Enberg was chosen from a list of 10 finalists selected in October, featuring three fan selections from an online vote and seven broadcasters chosen by a research committee from the Cooperstown-based museum. The final ballot featured broadcasters whose main contributions came from the mid-1950s to the mid-1980s, identified as the Living Room Era following the restructuring of the Frick Award election process by the Hall of Fame’s Board of Directors in 2013. The 10 finalists were: Richie Ashburn, Billy Berroa, Rene Cardenas, Dizzy Dean, Enberg, Ernie Johnson Sr., Ralph Kiner, Ned Martin, Joe Nuxhall and Jack Quinlan. In September, Enberg, Kiner and Quinlan emerged from the Museum’s online fan poll for inclusion on the final 10-name ballot as the top three fan poll selections.

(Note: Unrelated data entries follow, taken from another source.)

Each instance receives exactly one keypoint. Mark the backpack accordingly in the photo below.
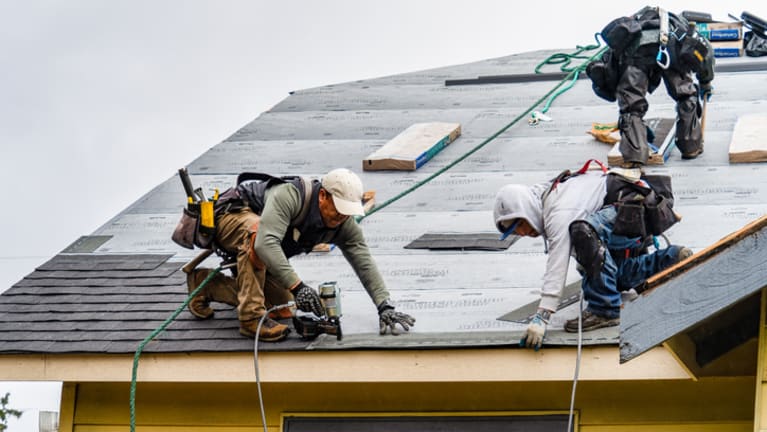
(197, 225)
(644, 208)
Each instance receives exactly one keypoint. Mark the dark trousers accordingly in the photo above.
(635, 82)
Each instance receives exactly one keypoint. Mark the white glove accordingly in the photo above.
(536, 330)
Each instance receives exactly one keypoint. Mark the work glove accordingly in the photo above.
(388, 318)
(308, 300)
(705, 90)
(536, 330)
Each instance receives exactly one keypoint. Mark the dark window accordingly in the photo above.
(507, 423)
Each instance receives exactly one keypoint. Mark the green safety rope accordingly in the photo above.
(572, 73)
(554, 59)
(154, 334)
(565, 59)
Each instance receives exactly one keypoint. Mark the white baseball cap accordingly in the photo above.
(346, 189)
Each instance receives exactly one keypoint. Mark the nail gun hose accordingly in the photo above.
(186, 182)
(255, 357)
(154, 334)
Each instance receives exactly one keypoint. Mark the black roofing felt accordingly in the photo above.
(111, 288)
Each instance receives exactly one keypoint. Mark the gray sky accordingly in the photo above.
(100, 101)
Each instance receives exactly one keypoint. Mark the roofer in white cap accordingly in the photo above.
(265, 220)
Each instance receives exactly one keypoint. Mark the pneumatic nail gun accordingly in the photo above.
(309, 326)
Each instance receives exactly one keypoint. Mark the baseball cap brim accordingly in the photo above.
(348, 208)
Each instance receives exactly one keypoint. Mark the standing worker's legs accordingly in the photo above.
(234, 234)
(590, 240)
(631, 90)
(689, 134)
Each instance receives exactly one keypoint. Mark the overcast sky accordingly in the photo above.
(101, 100)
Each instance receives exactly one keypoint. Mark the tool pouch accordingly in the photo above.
(692, 50)
(659, 216)
(191, 232)
(630, 221)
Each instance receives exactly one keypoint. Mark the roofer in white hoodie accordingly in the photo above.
(573, 218)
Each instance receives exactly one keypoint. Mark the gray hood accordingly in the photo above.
(521, 201)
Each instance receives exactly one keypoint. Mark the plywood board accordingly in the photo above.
(748, 143)
(413, 147)
(689, 292)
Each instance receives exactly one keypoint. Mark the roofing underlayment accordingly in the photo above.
(110, 289)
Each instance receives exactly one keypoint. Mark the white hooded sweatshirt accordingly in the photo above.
(571, 200)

The 20-member electorate, comprised of the 16 living Frick Award recipients and four broadcast historians/columnists, includes Frick honorees Marty Brennaman, Gene Elston, Joe Garagiola, Jaime Jarrin, Milo Hamilton, Tony Kubek, Denny Matthews, Tim McCarver, Jon Miller, Eric Nadel, Felo Ramirez, Vin Scully, Lon Simmons, Bob Uecker, Dave Van Horne and Bob Wolff, and historians/columnists Bob Costas (NBC/MLB Network), Barry Horn (Dallas Morning News), Ted Patterson (historian) and Curt Smith (historian).

The Ford C. Frick Award is voted upon annually and is named in memory of the sportswriter, radio broadcaster, National League president and Baseball commissioner. The complete list of recipients includes:

1978 Mel Allen 1997 Jimmy Dudley
  Red Barber 1998 Jaime Jarrin
1979 Bob Elson 1999 Arch McDonald
1980 Russ Hodges 2000 Marty Brennaman
1981 Ernie Harwell 2001 Felo Ramirez
1982 Vin Scully 2002 Harry Kalas
1983 Jack Brickhouse 2003 Bob Uecker
1984 Curt Gowdy 2004 Lon Simmons
1985 Buck Canel 2005 Jerry Coleman
1986 Bob Prince 2006 Gene Elston
1987 Jack Buck 2007 Denny Matthews
1988 Lindsey Nelson 2008 Dave Niehaus
1989 Harry Caray 2009 Tony Kubek
1990 By Saam 2010 Jon Miller
1991 Joe Garagiola 2011 Dave Van Horne
1992 Milo Hamilton 2012 Tim McCarver
1993 Chuck Thompson 2013 Tom Cheek
1994 Bob Murphy 2014 Eric Nadel
1995 Bob Wolff 2015 Dick Enberg
1996 Herb Carneal    

Voters were asked to base their selections on the following criteria: longevity; continuity with a club; honors, including national assignments such as the World Series and All-Star Games; and popularity with fans. To be considered, an active or retired broadcaster must have a minimum of 10 years of continuous major league broadcast service with a ball club, network, or a combination of the two.